Globe columnist Peter Grant meets Wirral-based Artist June Lornie who is simply mad about Alice in Wonderland.

ON reflection, June Lornie has an unusual take on the world.

The artist, who lives in New Brighton, opens her new Alice-themed exhibition at Birkenhead's Rathbone Studio this Tuesday (June 18).

Now she tells the Globe about her admiration for all things 'Alice.'

"As a child I spent most of my life in hospital and visiting days were once a month - the only time I saw my parents."

June recalls that the kindly doctors and nurses became her substitute parents.

"I had to lay on my back so I used a mirror. I always saw the world back-to-front.

"I was told fairy stories by the medical staff- stories such as such as Cinderella and Snow White."

That mirror became more than a passport invitation to open her vivid imagination into a make-believe place.

June said: "I was told about a little girl who went through a looking glass called Alice.

"At the time the story went over my head.

"Characters like the Queen of Hearts and Tweedle Dee and Tweedle Dum stayed in my mind."

Yet it was the character of Alice that inspired June to draw, paint, sew and stitch and also create costumes about her heroine.

"I used to think one day I would sit in a garden and follow a white rabbit down a hole and see all the strange things that Alice in her Wonderland saw and experienced."

As time passed not only on the March Hare watch, June's fascination with Alice grew and grew.

She started her own collection of Alice- themed books and her creative work expanded so much so that two pages of her illustrations appeared in a prestigious magazine.

Along with musician husband David, she joined The Lewis Carroll Society and they are still enthusiastic members to this day.

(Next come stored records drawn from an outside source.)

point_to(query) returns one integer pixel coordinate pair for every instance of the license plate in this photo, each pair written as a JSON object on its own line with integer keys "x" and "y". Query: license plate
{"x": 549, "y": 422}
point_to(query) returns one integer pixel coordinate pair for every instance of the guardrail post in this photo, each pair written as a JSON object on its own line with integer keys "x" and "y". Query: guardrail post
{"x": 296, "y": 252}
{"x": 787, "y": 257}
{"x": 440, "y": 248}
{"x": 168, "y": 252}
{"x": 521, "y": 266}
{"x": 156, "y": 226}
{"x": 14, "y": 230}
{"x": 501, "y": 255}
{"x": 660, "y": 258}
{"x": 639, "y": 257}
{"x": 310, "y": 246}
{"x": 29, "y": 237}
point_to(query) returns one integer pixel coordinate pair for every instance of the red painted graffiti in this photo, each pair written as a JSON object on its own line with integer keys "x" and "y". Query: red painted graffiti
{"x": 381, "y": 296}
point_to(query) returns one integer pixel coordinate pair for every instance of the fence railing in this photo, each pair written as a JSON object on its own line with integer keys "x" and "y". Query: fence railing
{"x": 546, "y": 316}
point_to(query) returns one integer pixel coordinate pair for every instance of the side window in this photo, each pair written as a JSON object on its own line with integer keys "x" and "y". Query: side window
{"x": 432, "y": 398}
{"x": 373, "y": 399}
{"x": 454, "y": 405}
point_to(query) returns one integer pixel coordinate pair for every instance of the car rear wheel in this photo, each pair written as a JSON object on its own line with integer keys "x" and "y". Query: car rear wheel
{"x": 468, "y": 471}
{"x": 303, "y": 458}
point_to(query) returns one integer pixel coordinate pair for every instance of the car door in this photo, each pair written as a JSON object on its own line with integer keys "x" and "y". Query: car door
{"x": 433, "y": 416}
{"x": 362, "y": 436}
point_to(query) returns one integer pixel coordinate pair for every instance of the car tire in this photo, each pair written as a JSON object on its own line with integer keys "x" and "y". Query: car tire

"I have held many exhibitions with my illustrations of Alice in Wonderland and I have dressed up as the Queen of Hearts to attend many Mad Hatter tea parties, she adds with a giggle.

June also has another ambition regarding Alice.

"One day I hope to start work on Alice Through the Looking Glass - that should keep me busy for a few years."

Alice in Wonderland is on view at the Rathbone Studio, 28 Argyle Street, Birkenhead from this Tuesday until August 31.

The venue is open Tuesdays to Saturday from 2pm to 5pm.

There is also a official exhibition opening of the event by storyteller and illustrator Cathy Roberts of Literally Books, New Brighton on June 21 at 4-7pm.